The path from requirements to deployment is seldom straightforward or immune to hazards. All too often expectations and commitments cannot be fully set upfront and must be progressively refined, tuned, corrected, and even abandoned. That make project management a continuous endeavor combining estimation and planning with monitoring and arbitrage.
A Time for Every Purpose
Things may happen by chance but won’t last without a reason; as a corollary, project management is about assigning time depending on purpose:
- Business time is for requirements and is set by enterprise strategy and markets opportunities.
- Systems time is set by organization and systems functionalities.
- Development time is set by projects schedules, technologies and resources.
Whereas those time-scales are to be synchronized (that’s what milestones are about), there is no reason they would be congruent. And they shouldn’t be because they are set within different architectures: enterprise, functional, and technical.
Project management should therefore be explicitly organized along those different time scales in order to support collaboration and arbitrate between conflicting schedules.
That should be one of the benefits of the MDA framework with CIMs, PIMs, and PSMs respectively used to anchor business, system, and developments times. One step further, with project defined by models, they could be priced and contracted out according targets and reuse of existing processes,functionalities, or components.
Project roles and responsibilities can be defined by task or organization.
With regard to the nature of tasks, skills and responsibilities can be organized along two dimensions:
- Purpose: management of shared assets (architects) vs specific requirements (analysts).
- Target: enterprise vs information systems.
With regard to organization, and beyond the specific methods and project, some basic roles can be identified depending on their situation regarding (1) the Customer/Provider divide and (2) the application life-cycle.
- On the customer side, stakeholders manage objectives, budgets, and schedules, users detail requirements to be formalized by business analysts. IT services take charge of deployment while acceptance may be performed by users, analysts, and IT services.
- On the provider side, project managers define work units, resources, and schedules, system analysts specify functionalities and architectures, developers are in charge of design and implementations. Quality may be managed by analysts, developers and dedicated teams.
Usually, system engineering is understood in terms of large applications combining software and hardware. Legacy systems are introduced at implementation level, and maintenance dealt with by subsequent tasks.
That view works fine with standalone applications. It falls behind when there is no waterproof cordon between existing and planned systems, but a motley of heterogeneous components each with its own life cycles. In that case projects can hardly be seen as discrete, steady, and independent undertakings, but rather as a continuum of overlapping requirements subject to periodic adjustments.
Given a set of business requirements weighted by benefits and risks, the first step is to commit and profile requirements depending on their footprint and horizons; that cannot be achieved without a clear understanding of dependencies between requirements and system architectures, and that will required layered traceability.

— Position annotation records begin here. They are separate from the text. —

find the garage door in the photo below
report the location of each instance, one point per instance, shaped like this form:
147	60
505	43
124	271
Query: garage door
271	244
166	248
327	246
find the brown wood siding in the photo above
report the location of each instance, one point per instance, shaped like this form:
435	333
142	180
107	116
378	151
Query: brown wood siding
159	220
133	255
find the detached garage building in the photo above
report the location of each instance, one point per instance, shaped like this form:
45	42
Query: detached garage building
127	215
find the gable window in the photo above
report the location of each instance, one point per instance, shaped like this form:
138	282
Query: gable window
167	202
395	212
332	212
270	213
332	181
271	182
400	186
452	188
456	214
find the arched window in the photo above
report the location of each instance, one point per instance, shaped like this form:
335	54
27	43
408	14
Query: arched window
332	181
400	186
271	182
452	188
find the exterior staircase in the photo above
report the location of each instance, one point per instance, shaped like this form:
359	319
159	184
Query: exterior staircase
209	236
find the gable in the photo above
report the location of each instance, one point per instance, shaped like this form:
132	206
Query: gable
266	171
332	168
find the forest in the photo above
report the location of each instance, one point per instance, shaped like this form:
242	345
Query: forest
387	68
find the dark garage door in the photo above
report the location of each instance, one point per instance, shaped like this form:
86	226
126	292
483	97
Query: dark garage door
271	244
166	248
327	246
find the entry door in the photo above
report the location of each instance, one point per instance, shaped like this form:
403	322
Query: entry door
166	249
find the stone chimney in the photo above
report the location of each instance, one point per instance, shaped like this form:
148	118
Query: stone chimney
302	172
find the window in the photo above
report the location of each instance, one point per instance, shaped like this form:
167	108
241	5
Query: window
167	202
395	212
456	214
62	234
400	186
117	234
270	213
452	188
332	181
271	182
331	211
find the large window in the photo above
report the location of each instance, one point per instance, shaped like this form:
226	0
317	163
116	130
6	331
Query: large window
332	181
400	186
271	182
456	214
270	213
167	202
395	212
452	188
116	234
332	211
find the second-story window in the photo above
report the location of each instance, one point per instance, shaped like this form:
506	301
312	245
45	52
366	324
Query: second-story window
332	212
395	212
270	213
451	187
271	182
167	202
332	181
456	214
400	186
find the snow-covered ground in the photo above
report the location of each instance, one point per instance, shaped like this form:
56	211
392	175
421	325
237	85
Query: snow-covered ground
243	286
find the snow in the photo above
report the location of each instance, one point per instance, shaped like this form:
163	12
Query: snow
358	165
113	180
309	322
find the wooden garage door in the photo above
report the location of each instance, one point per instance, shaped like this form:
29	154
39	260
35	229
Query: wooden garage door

Once requirements duly profiled and tracked, it’s possible to select processes and build projects accordingly: define work units, set metrics for deliverables and workload, plan for quality and reuse.
On a broader perspective, the Caminao approach provides a principled support for the design and assessment of development processes along the Capability Maturity Model Integration guidelines.
Like any human endeavors, projects may fail for multiple reasons, some external, some internal. But no project should fail from a lack of due diligence, more precisely, participants should:
- Say what they know, mean what they say, say what they mean.
- Look at outcomes and deliverables, and check their validity.
- Listen to what others have to say, and take their concerns into account.